Nom, humoriste désigne aussi dans la vieille langue les « médecins galénistes », c’est-à-dire les partisans des thèses de Galien, qui sont exposées en ces termes dans L’Encyclopédie : « (médecine) nom sous lequel sont désignés, surtout dans les écrits de Van Helmont, les médecins de la secte galénique, dont la doctrine consistait principalement à attribuer la plupart des maladies aux seuls vices des humeurs, qu’ils faisaient consister dans leur intempérie ou leurs qualités viciées, lorsqu’elles ne se tempèrent pas les unes les autres, et qu’il y en a de dominantes ». Ce sens est exposé dans les éditions du Dictionnaire de l’Académie française publiées entre 1762 et 1878 : « il se prend aussi substantivement pour signifier les médecins galénistes, qui attribuent la plupart des maladies au seul vice des humeurs » (1798) et « il se dit aussi des médecins qui attribuent principalement aux humeurs les divers phénomènes de la vie, soit dans l’état de santé, soit dans l’état de maladie » (1832-35) ; et par Littré dans son Dictionnaire de la langue française (1863-77) : « terme de médecine, qui appartient à un système dans lequel on attribue la cause des maladies à l’altération primitive des humeurs » (« les théories humoristes ») et « substantif masculin, les humoristes, les partisans de ce système ». La théorie des humeurs devenue caduque et sans objet, les médecins galénistes ont disparu, ainsi que le mot qui les désignait, comme l’atteste l’article humoriste du Trésor de la langue française : « Médecine ancienne, celui, celle qui est partisan de l’humorisme ». Entendu dans ce sens, ce mot est emprunté du latin savant de la médecine classique, le nom humorista ayant été fabriqué par le médecin flamand Van Helmont (1577-1644).
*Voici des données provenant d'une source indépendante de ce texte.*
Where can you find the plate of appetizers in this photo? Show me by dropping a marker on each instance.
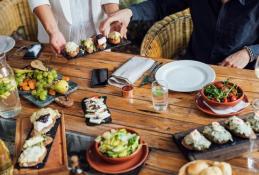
(185, 75)
(96, 111)
(41, 85)
(221, 99)
(204, 108)
(129, 152)
(40, 143)
(219, 140)
(94, 44)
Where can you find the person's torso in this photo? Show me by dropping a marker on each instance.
(220, 30)
(81, 25)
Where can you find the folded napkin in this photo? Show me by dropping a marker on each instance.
(131, 71)
(241, 105)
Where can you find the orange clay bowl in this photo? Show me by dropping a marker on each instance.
(121, 159)
(221, 105)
Quant au sens actuel, il est emprunté, comme l’indiquent les académiciens dans la neuvième édition de leur Dictionnaire, de l’anglais humorist, sans doute emprunté d’humoriste, et attesté en anglais dès la fin du XVIe siècle dans le sens de « personne facétieuse, enjouée, ayant le sens du comique » ; l’emprunt français étant, quant à lui, attesté dans un dictionnaire bilingue, publié à Strasbourg en 1793, lequel, selon les rédacteurs du Trésor de la langue française (article humoriste), « rend le mieux l’acception et ajoute expressément la signification de launigt, oder Laune habend , « enjoué, ayant de la bonne humeur » ; ainsi dans « un homme humoriste, un trait humoriste, un ouvrage rempli de traits et de pensées humoristes, des saillies humoristes ». En 1842, l’adjectif est employé comme substantif. Littré (Dictionnaire de la langue française, 1863-77) est le premier à enregistrer ce sens : « enclin à une sorte de gaieté railleuse et originale ; écrivain humoriste, celui qui traite avec gaieté une matière sérieuse ; celui qui a de la fantaisie, une vivacité originale » (exemple : « Henri Heine est un écrivain humoriste »).
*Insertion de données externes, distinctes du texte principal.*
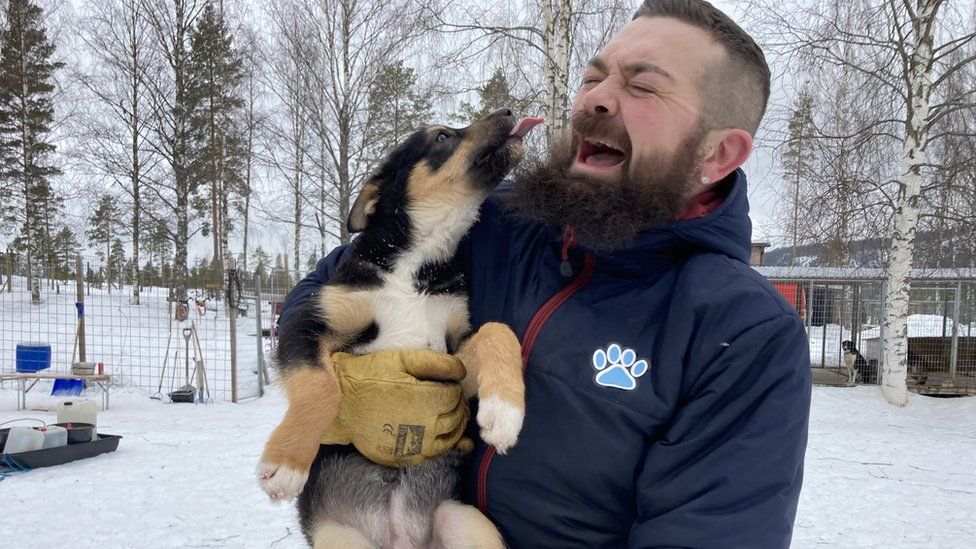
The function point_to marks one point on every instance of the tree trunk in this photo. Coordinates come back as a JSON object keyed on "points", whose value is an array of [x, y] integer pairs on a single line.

C’est aujourd’hui, dans le Trésor de la langue française et dans la neuvième édition du Dictionnaire de l’Académie française (cf. supra), le sens usuel, selon les rédacteurs du Trésor de la langue française, d’humoriste et même, selon les académiciens, le seul sens de ce nom : « celui, celle qui a de l’humour, qui le pratique » et « par extension, adjectif (en parlant d’un phénomène naturel, physique ou psychologique), qui est empreint d’humour ». La facilité avec laquelle ce sens anglais a été adopté par les Français s’explique par le fait que le nom humeur, duquel est emprunté le nom anglais humour, a, parmi les huit acceptions que relève Littré, celle-ci : « penchant à la plaisanterie, originalité facétieuse, à peu près dans le sens de l’anglais humour, qui est d’ailleurs un emprunt fait à la langue française ». Sont cités des extraits de Corneille, de Scarron (« De ce qu’elles ont moins, c’est dont plus je les loue : Aux sottes, de l’esprit ; aux vieilles, de l’humeur ») et de Voltaire : « Les Anglais ont un terme pour signifier cette plaisanterie, ce vrai comique, cette gaieté, cette urbanité, ces saillies qui échappent à un homme sans qu’il s’en doute ; et ils rendent cette idée par le mot humeur, humour, qu’ils prononcent /yumor/, et ils croient qu’ils ont seuls cette humeur, que les autres nations n’ont point de terme pour exprimer ce caractère d’esprit ; cependant c’est un ancien mot de notre langue, employé en ce sens dans plusieurs comédies de Corneille ». Littré ajoute : « Humeur a vieilli en ce sens ; cependant le voisinage du mot anglais humour lui a redonné faveur ; et déjà Diderot avait recommencé à l’employer : toute la scène du confessionnal voulait être mieux dessinée ; cela demandait plus d’humeur, plus de force ».

 

 

31 décembre 2008

Zizanie

 

 

Le 30 décembre, un journaliste du Figaro a annoncé sans rire à la une du site de ce journal que « le verglas sème la zizanie sur les routes de France ». Il voulait sans doute dire que le verglas causait de la pagaille ou du désordre (accidents, embouteillages, routes bloquées), il a dit sans le savoir ou sans en avoir conscience que le verglas semait la division, la désunion, la mésintelligence, la discorde sur les routes – à moins qu’il n’ait voulu dire, sans doute en usant surréalistement d'une image surréaliste, que le verglas semait des graines d’ivraie ou des mauvaises herbes sur la macadam, mais sans le geste auguste du semeur hugolien.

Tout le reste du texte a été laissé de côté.